Esta desconexão entre a retórica e a geografia alimenta as suspeitas de que a “guerra contra as drogas” poderia ser um disfarce para objetivos políticos ou económicos. A presença do USS Gerald R. Ford, o maior porta-aviões do mundo, ao largo da costa venezuelana tem pouco a ver com a luta contra o narcotráfico, uma missão habitualmente levada a cabo por pequenos barcos de patrulha ou pela guarda costeira. Para muitos analistas, o verdadeiro objetivo parece ser pressionar o Presidente Nicolás Maduro, cujo governo socialista continua a ser um adversário de longa data de Washington.

Uma doutrina com raízes no Pentágono

Documentos obtidos por The Intercept revelam que o Pentágono há muito tempo vem considerando um papel mais agressivo nas operações antidrogas. Um relatório de 2015 do Institute for Defense Analyses, encomendado pelo Departamento de Defesa, recomendou “ação militar direta” contra organizações criminosas transnacionais. Baseado em entrevistas com 62 traficantes condenados, incluindo figuras importantes dos cartéis, o estudo sugeriu o uso de “alvos cinéticos” – jargão militar para força letal – contra os chefes dos cartéis.

Um dos autores do relatório, o ex-funcionário da DEA Joseph Keefe, disse ao The Intercept que a ideia nasceu durante a guerra do Iraque, quando as forças americanas começaram a ver os insurgentes e os traficantes como “redes de bandidos” semelhantes.

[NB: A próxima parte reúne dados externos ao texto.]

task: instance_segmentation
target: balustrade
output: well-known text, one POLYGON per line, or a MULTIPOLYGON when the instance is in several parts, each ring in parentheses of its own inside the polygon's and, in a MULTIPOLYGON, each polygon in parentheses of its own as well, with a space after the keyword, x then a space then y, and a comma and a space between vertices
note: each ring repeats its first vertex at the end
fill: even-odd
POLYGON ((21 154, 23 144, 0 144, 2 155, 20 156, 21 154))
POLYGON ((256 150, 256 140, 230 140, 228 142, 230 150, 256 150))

Mas mesmo Keefe, que já apoiou uma cooperação militar limitada, disse que os bombardeamentos de barcos de Trump foram longe demais. “Trabalhar em conjunto é útil”, declarou, “mas não matar toda a gente”

Seu coautor, William Simpkins, um ex-administrador interino da DEA aposentado, foi mais longe. “Explodir o primeiro barco foi uma morte extrajudicial, temos que admitir”, disse ele. Simpkins salientou que a maioria das pessoas a bordo desses navios eram contrabandistas de baixo nível, não chefes de cartéis. “Mesmo que fossem membros desta organização, provavelmente não estavam entre os membros mais graduados.”

Ironicamente, o mesmo relatório do Pentágono destacou a corrupção, e não o poder de fogo, como o principal fator que impulsiona o tráfico global de droga. Quase todos os traficantes entrevistados disseram que os subornos pagos à polícia, aos políticos e aos oficiais militares eram essenciais para o bom funcionamento das suas operações. Alguns chegaram mesmo a detalhar os preços praticados: 10.000 dólares por informações sobre rusgas, 100.000 dólares para serem informados de um mandado de extradição, ou milhões para comprar proteção contra processos judiciais.

Da guerra contra as drogas à guerra contra a lei

A ofensiva de Trump nas Caraíbas parece combinar retórica de combate ao terrorismo e tácticas de mudança de regime. Ao rotular traficantes de drogas e até mesmo líderes estrangeiros como “narcoterroristas”, o governo está reivindicando amplo poder legal para usar a força, sem a aprovação do Congresso.

De acordo com especialistas, a indefinição entre crime e terrorismo traz a impunidade da guerra ao terror para a luta contra as drogas. “Importar drogas para os Estados Unidos é em si um ato de terrorismo”, disse Trump na sua rede social, Truth Social, após um ataque em setembro. Mas os críticos dizem que essa lógica transforma uma questão de aplicação da lei em uma guerra sem fim, com pouco efeito sobre o tráfico de drogas real.

Para além da legalidade e da estratégia, há uma questão mais profunda: está tudo a funcionar? Após anos de operações antidroga militarizadas, da Colômbia ao Afeganistão, os fluxos globais de narcóticos permanecem praticamente inalterados. Mesmo os antigos funcionários da DEA que aconselharam o Pentágono admitem que os EUA não podem acabar com a toxicodependência com bombas.

“Enquanto houver procura, a oferta continuará a fluir”, concluiu Simpkins. “Prender toda a gente não resolveu o problema. Explodir 11 pessoas num barco salgado e pobre também não vai resolver.”

Para Jones, o veterano republicano de Idaho, a questão é mais simples. “Talvez seja altura de ele deixar de infringir a lei e começar a aplicá-la”, escreve.

Embora as explosões nas Caraíbas sejam imagens “bonitas”, revelam uma verdade mais sombria: a guerra contra a droga liderada pelos EUA tornou-se mais uma vez uma guerra sem lei, sem objetivo e sem fim.